Speaking near the site of two former schools in Maskwacis, Alberta, Francis apologised for Christian support of the “colonising mentality” of the times and called for a “serious” investigation of the schools to help survivors and descendants heal.
“With shame and unambiguously, I humbly beg forgiveness for the evil committed by so many Christians against the indigenous peoples,” said Pope Francis, who arrived and left in a wheelchair due to a fractured knee.
The address to the First Nations, Metis and Inuit people was the first apology on Canadian soil by the pope as a part of tour to heal deep wounds that rose to the fore after the discovery of unmarked graves at residential schools last year.
The 85-year-old pope had promised such a tour to indigenous delegations that visited him earlier this year at the Vatican, where he made an initial apology.
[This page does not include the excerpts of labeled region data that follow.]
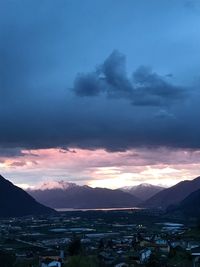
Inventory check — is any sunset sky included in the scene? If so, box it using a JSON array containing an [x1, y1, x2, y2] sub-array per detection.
[[0, 0, 200, 188]]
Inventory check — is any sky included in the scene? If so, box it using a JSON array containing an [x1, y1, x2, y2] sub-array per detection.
[[0, 0, 200, 188]]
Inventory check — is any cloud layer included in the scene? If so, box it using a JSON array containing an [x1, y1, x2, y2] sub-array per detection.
[[74, 50, 185, 106]]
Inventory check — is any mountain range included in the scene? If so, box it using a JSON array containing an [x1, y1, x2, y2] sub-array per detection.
[[120, 183, 165, 201], [27, 181, 141, 209], [142, 177, 200, 209], [167, 189, 200, 218], [0, 175, 55, 217]]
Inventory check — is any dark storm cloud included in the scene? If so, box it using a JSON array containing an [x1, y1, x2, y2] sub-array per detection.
[[0, 0, 200, 157], [74, 51, 185, 106]]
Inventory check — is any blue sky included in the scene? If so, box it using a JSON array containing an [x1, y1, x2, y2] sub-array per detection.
[[0, 0, 200, 186]]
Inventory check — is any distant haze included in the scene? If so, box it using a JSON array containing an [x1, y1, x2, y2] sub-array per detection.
[[0, 0, 200, 188]]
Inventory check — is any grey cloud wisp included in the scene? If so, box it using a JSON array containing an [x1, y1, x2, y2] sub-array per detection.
[[74, 51, 185, 106]]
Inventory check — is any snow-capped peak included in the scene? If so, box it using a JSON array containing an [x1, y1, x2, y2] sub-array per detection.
[[29, 180, 78, 191]]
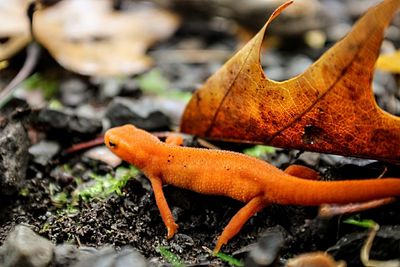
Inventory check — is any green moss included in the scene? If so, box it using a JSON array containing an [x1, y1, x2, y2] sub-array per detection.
[[215, 252, 244, 267], [23, 73, 58, 99], [157, 246, 185, 267], [74, 166, 139, 201], [243, 145, 275, 158], [137, 69, 192, 103], [343, 216, 377, 229]]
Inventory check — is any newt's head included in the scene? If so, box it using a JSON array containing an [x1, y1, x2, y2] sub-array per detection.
[[104, 124, 159, 168]]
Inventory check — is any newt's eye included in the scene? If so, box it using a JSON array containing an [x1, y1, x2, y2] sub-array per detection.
[[108, 140, 117, 148]]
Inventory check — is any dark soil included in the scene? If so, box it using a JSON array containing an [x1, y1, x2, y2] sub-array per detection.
[[0, 1, 400, 266]]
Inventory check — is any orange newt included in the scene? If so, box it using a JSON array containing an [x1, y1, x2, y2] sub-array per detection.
[[104, 125, 400, 252]]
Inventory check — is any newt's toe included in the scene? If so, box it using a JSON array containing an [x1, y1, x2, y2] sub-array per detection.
[[167, 223, 178, 239], [213, 236, 228, 255]]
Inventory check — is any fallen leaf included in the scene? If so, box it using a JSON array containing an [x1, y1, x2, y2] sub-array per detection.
[[33, 0, 179, 76], [0, 0, 31, 61], [376, 50, 400, 74], [181, 0, 400, 160]]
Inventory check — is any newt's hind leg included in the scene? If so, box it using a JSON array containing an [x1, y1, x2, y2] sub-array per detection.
[[214, 196, 268, 254], [150, 177, 178, 239], [284, 164, 320, 181]]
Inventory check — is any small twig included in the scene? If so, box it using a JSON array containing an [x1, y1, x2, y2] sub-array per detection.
[[360, 224, 400, 267], [63, 135, 104, 154], [0, 43, 40, 108], [318, 197, 396, 217]]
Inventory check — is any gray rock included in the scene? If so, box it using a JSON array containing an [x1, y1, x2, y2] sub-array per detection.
[[0, 225, 54, 267], [245, 228, 286, 266], [0, 122, 29, 195], [53, 244, 98, 267], [36, 108, 102, 140], [106, 98, 170, 131], [72, 247, 148, 267]]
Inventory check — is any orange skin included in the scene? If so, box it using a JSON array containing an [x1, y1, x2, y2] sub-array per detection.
[[104, 125, 400, 252]]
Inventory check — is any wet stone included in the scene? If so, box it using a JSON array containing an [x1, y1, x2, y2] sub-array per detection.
[[245, 227, 286, 267], [105, 99, 170, 131], [29, 140, 60, 166], [72, 247, 148, 267], [60, 79, 88, 107], [36, 108, 102, 140], [0, 123, 29, 195], [0, 225, 54, 267]]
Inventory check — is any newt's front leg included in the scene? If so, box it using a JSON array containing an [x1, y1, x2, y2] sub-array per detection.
[[149, 177, 178, 239], [214, 196, 269, 254]]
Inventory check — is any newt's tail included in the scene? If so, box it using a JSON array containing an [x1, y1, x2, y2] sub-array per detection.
[[268, 175, 400, 206]]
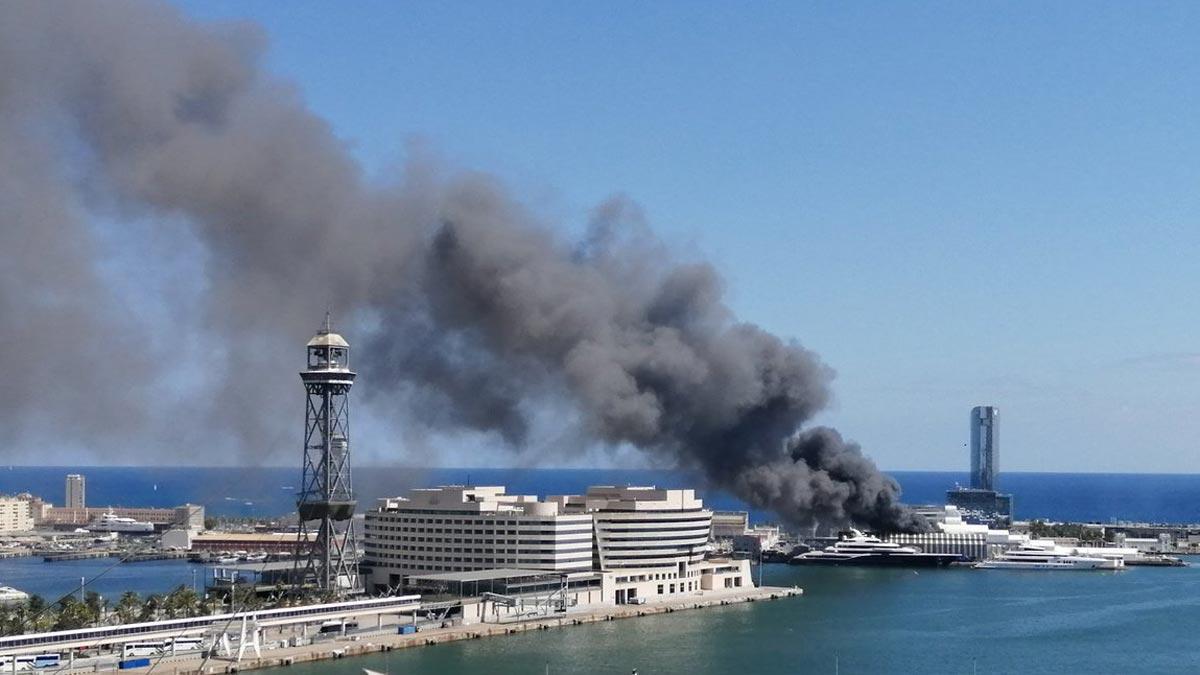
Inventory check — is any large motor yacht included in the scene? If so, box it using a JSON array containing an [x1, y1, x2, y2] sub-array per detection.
[[787, 530, 960, 567], [973, 545, 1124, 569], [88, 513, 154, 534]]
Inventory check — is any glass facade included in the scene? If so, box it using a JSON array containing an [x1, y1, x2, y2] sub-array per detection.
[[971, 406, 1000, 490]]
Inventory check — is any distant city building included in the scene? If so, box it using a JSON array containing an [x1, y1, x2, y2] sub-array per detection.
[[158, 530, 317, 554], [39, 502, 204, 530], [971, 406, 1000, 490], [0, 497, 34, 533], [62, 473, 88, 508], [946, 406, 1013, 527], [17, 492, 52, 526]]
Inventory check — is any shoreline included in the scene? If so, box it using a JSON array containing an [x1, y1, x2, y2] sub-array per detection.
[[131, 586, 804, 675]]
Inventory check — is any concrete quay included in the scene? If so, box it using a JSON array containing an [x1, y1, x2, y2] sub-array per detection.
[[103, 586, 804, 675]]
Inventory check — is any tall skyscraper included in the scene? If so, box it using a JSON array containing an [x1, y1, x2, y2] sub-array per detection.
[[64, 473, 88, 508], [971, 406, 1000, 490]]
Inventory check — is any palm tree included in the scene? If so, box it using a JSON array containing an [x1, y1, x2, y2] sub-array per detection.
[[138, 593, 164, 621], [163, 586, 200, 619], [116, 591, 142, 623]]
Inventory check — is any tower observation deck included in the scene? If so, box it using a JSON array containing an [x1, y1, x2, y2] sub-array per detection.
[[295, 313, 361, 596]]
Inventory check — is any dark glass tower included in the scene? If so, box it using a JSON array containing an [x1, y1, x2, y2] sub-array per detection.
[[971, 406, 1000, 490]]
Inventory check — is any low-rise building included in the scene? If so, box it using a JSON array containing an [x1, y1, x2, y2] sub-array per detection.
[[0, 497, 34, 533], [364, 485, 752, 603], [187, 530, 316, 554], [713, 510, 750, 542], [37, 504, 204, 530]]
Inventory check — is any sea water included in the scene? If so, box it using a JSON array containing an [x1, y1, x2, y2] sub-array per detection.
[[272, 565, 1200, 675], [0, 466, 1200, 522]]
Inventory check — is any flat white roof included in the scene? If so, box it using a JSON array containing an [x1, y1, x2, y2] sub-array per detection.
[[408, 567, 562, 581]]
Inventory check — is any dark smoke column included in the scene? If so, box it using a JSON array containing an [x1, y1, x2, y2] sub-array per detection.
[[0, 0, 919, 533], [295, 313, 360, 595]]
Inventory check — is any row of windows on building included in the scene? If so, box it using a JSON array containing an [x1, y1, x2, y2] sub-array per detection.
[[366, 512, 583, 527], [364, 542, 592, 555], [366, 521, 592, 534], [617, 569, 700, 584], [367, 552, 592, 569], [364, 534, 592, 546]]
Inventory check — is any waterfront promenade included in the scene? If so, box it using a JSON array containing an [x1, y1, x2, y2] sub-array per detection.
[[77, 586, 803, 675]]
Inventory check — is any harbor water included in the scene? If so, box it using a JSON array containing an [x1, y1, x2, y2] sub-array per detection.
[[272, 565, 1200, 675], [0, 466, 1200, 522]]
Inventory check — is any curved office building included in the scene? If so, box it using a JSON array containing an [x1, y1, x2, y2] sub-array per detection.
[[583, 486, 713, 575]]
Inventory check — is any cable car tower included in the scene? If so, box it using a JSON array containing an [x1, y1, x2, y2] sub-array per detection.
[[294, 312, 362, 596]]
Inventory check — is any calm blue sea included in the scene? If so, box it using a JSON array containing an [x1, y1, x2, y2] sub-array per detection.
[[0, 466, 1200, 522]]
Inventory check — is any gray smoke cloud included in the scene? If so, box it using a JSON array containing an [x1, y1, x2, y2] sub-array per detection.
[[0, 1, 922, 530]]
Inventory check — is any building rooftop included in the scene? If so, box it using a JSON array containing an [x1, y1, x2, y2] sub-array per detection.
[[408, 567, 558, 581]]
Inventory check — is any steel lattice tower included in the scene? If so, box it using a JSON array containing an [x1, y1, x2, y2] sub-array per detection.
[[295, 313, 361, 595]]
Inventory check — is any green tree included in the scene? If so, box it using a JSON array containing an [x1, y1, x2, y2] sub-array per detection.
[[138, 593, 166, 621], [163, 586, 200, 619], [53, 596, 97, 631], [116, 591, 142, 623]]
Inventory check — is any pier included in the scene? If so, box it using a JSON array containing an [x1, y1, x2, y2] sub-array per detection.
[[42, 550, 115, 562]]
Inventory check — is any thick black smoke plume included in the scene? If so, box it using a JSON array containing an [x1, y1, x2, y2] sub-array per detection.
[[0, 1, 919, 528]]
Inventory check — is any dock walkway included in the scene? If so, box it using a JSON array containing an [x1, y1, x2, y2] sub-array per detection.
[[64, 586, 804, 675]]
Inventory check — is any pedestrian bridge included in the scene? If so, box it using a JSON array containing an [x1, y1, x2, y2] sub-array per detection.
[[0, 596, 421, 656]]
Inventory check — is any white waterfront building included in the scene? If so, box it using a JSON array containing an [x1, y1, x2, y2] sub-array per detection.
[[364, 485, 752, 604], [362, 485, 592, 589]]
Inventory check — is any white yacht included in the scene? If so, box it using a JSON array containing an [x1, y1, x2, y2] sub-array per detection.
[[787, 530, 959, 567], [88, 513, 154, 534], [0, 586, 29, 605], [973, 546, 1124, 569]]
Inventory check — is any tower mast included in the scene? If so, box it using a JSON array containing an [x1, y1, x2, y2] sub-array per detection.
[[294, 312, 361, 596]]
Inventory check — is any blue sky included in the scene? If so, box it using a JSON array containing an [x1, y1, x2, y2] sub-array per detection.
[[171, 1, 1200, 472]]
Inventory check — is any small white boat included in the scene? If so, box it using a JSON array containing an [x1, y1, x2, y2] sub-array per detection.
[[88, 512, 154, 534], [972, 545, 1124, 571], [0, 586, 29, 605]]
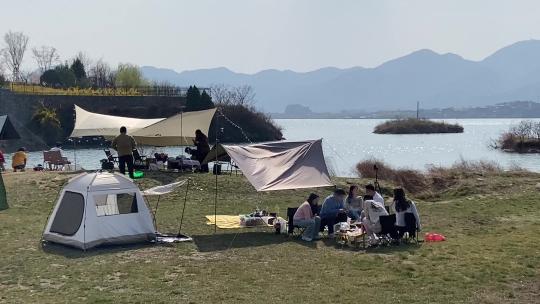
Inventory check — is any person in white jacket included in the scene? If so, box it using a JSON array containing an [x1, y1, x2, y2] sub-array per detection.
[[392, 188, 422, 239]]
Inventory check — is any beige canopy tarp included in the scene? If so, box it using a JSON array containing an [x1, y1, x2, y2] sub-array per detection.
[[223, 139, 333, 191], [70, 105, 216, 146]]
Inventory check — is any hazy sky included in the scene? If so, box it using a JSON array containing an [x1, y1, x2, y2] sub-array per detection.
[[0, 0, 540, 73]]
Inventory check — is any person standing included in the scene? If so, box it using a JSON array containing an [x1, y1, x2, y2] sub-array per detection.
[[319, 189, 347, 238], [366, 184, 384, 207], [11, 147, 28, 172], [193, 130, 210, 173], [111, 127, 137, 178], [293, 193, 321, 242]]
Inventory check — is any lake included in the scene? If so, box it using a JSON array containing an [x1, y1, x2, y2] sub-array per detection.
[[2, 119, 540, 176]]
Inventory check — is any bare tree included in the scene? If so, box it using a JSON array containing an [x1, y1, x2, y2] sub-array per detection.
[[210, 84, 255, 107], [533, 121, 540, 141], [73, 51, 94, 69], [512, 120, 533, 144], [32, 45, 60, 73], [2, 31, 28, 81], [89, 59, 114, 88]]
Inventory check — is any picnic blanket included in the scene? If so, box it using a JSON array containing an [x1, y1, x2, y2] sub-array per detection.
[[205, 215, 281, 229], [205, 215, 242, 229]]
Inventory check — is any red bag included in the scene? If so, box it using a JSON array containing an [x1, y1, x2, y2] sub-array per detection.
[[424, 232, 446, 242]]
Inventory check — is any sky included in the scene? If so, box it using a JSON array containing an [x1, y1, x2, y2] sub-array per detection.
[[0, 0, 540, 73]]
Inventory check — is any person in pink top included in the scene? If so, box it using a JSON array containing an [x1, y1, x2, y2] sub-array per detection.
[[293, 193, 321, 242]]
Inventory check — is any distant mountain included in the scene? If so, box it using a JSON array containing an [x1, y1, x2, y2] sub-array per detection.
[[142, 40, 540, 112]]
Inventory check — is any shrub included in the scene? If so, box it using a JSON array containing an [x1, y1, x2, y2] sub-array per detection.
[[494, 120, 540, 153], [373, 118, 463, 134], [356, 158, 504, 194]]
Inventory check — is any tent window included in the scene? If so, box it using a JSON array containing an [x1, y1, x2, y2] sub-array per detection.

Indigenous leaders wearing eagle-feather war headdresses greeted the pope as a fellow chief and welcomed him with chanting, beating of drums, dancing and war songs.
“I am here because the first step of my penitential pilgrimage among you is that of again asking forgiveness, of telling you once more that I am deeply sorry,” he said.
He was addressing the indigenous groups in the Bear Park Pow-Wow Grounds, part of the the ancestral territory of the Cree, Dene, Blackfoot, Saulteaux and Nakota Sioux people.